The film that the Sweeneys made on Mont Blanc has since been finished. “We have received interesting offers from a number of television broadcasters,” Sweeney says.

In Saint-Gervais city hall, Mayor Jean-Marc Peillex sighs deeply. He has had enough of people like Sweeney who play “adventurers and GIs” on Mont Blanc, he says. And he has had enough of the deadly accidents.

The Goûter Route is “privately owned,” he says, with that part of the mountain belonging to his municipality like a yard belongs to a house. “Nobody wants people to die of stupidity in one’s own yard,” Peillex says.

He now wants to do something about it. He says he has already taken up contact with the French Environment Ministry and is in the process of putting his ideas down on paper in the hopes that Paris will ultimately pass a law.

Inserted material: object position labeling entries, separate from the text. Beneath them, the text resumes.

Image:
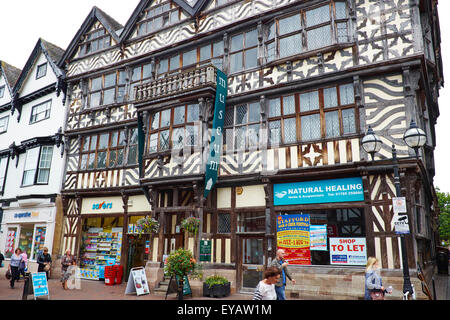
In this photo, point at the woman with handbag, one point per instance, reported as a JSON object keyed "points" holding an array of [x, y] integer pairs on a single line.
{"points": [[13, 267], [374, 289], [44, 261]]}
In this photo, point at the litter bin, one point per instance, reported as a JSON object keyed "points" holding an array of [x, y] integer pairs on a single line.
{"points": [[442, 261]]}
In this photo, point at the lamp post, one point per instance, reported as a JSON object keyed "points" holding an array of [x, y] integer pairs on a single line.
{"points": [[415, 138]]}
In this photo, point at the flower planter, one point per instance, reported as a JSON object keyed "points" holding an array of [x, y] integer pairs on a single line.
{"points": [[216, 290]]}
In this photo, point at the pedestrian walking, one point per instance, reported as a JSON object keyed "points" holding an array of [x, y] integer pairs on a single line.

Peillex proposes that climbers be required to hire a guide. His plan also calls for a kind of admission control on Mont Blanc and for officials in front of the Refuge de Tête Rousse to check if climbers have reservations for shelters further up. Those that don’t would be forced to turn back.

Thus far, there has been no legal foundation for turning climbers away from Mont Blanc — and it will likely be difficult for Peillex to push such a law through. Alpinism lives from the principle that everyone is welcome on the mountain. Climbers want autonomy so that they can test their boundaries. Rules just get in the way.

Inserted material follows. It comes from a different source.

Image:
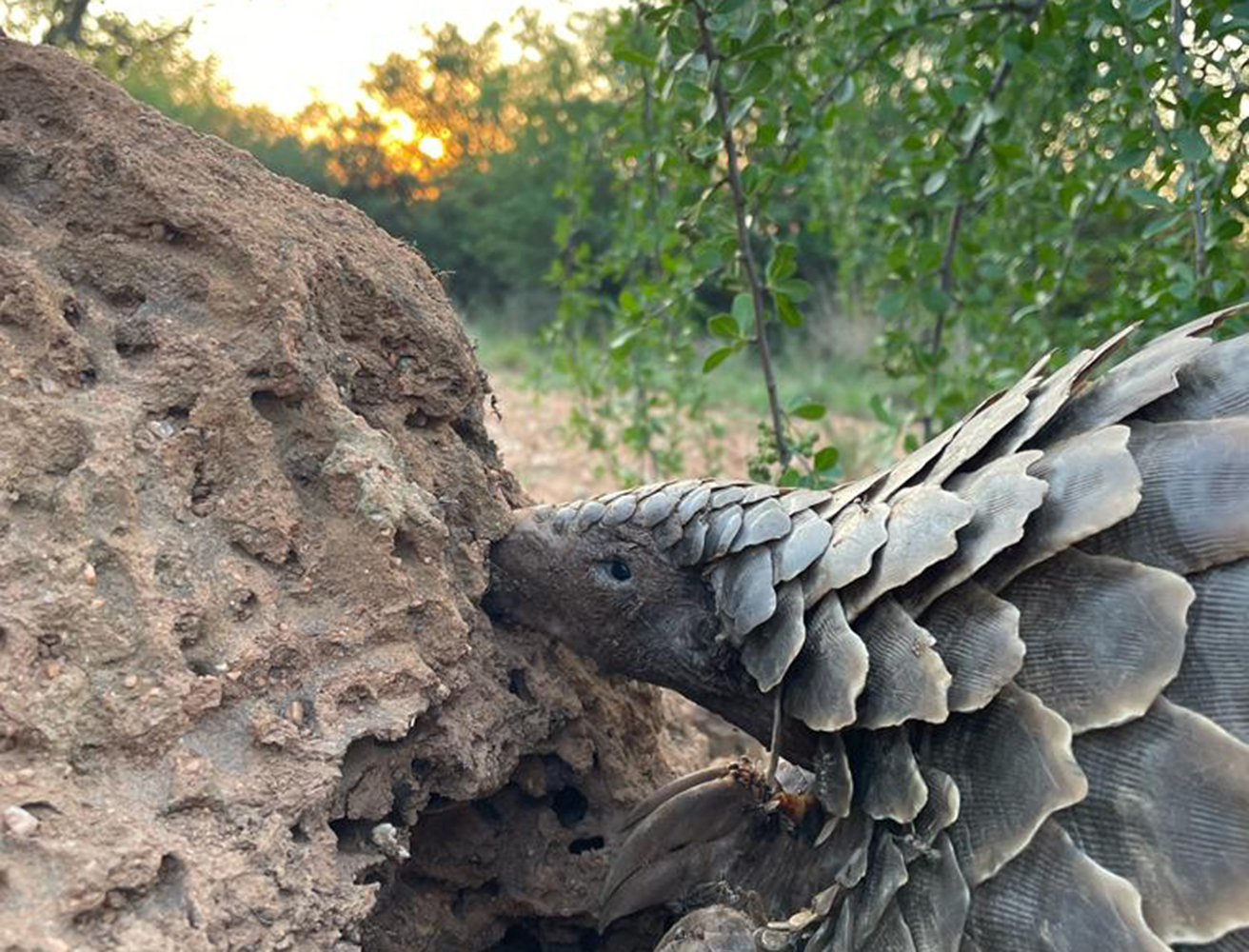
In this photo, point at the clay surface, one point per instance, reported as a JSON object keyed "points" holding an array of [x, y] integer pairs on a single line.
{"points": [[245, 503]]}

Jean-Baptiste Estachy, the commandant of Chamonix mountain rescue, doesn’t think it is possible to solve the problems on Mont Blanc. “It’s a paradox,” he says. “People are flowing into the mountains, but they don’t want to think any more about the risks and dangers. They tell themselves: I’ll try. If it doesn’t work, the helicopter will pick me up.”

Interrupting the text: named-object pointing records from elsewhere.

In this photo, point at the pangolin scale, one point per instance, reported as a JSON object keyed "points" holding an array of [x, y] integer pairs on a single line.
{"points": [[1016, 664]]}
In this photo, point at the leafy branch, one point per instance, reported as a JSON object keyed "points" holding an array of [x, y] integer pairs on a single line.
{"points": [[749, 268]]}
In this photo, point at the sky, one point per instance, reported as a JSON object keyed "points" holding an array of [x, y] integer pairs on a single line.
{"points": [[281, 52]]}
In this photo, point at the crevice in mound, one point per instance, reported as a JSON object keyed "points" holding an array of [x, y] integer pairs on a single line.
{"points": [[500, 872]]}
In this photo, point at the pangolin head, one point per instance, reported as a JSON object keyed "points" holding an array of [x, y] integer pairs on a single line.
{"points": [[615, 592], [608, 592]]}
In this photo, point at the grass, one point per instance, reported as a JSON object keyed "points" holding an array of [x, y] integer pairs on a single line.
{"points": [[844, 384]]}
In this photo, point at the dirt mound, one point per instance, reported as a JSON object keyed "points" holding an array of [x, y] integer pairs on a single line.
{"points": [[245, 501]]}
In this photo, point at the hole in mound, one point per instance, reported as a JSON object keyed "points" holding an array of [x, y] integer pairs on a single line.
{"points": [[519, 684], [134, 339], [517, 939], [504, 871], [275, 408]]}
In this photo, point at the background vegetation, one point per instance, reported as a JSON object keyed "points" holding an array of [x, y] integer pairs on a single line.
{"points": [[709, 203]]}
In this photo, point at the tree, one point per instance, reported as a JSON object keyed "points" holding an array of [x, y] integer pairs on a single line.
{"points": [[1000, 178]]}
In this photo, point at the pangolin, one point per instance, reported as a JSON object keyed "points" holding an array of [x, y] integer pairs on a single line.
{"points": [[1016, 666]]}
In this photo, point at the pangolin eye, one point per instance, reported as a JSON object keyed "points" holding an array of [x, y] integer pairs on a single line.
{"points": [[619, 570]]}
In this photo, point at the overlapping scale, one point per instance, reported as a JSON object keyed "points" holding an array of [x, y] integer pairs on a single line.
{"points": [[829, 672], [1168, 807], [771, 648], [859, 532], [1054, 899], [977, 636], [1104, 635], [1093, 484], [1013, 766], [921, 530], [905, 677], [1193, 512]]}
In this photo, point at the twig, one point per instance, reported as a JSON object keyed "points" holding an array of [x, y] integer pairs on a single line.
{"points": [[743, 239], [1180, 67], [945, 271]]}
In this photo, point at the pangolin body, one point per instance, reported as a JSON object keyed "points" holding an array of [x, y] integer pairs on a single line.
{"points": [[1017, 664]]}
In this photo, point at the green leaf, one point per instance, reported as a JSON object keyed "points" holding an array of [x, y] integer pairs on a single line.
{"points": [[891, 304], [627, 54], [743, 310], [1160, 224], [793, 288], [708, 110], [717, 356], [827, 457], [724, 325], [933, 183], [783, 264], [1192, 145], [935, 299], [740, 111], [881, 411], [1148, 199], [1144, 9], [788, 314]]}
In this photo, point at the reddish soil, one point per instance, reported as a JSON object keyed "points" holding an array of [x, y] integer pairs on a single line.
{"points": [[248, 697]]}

Helicopter operations on Mont Blanc cost €8,600 on average and in France, the state pays, not those who are rescued. Which is why, Estachy says, he and his colleagues are sometimes called by climbers who aren’t even in life-threatening situations. “There are climbers who call us because they are tired or they have blisters,” he says. “Once, a group called saying that we should pick up four people who were sitting in their tents and were afraid of bears.”

Intense Competition

Sometimes he and his companions jokingly wonder what would happen if they just closed down for a week. Slowing down for a bit, Estachy believes, would help. But the trend on Mont Blanc is going in exactly the opposite direction.

An ascent and descent of Mont Blanc takes three days as a rule. But a company not far from Chamonix has recently begun offering quicker trips. The “Mont Blanc Express” is a hike to the top and back in less than 24 hours.

Estachy thinks the offer is “idiotic” and “foolhardy.” For those who book such a trip without having sufficient Alpine experience, he says, it could be their last expedition.

Patrick Sweeney says that his daughter has had enough of the mountains for now and has moved on to triathlons. But his son PJ wants to keep climbing. Sweeney recently took him on trips to Colorado and Washington, climbing six different summits that were at least 4,000 meters high including Mount Rainier, one of the most difficult mountains in the continental US.

Sweeney now wants to return to Mont Blanc with his son. “PJ has until June 2015 to break the age record,” he says.

But the competition is intense. In August, the gendarmerie stopped an Austrian and his son from continuing their ascent of Mont Blanc. The boy was just five years old.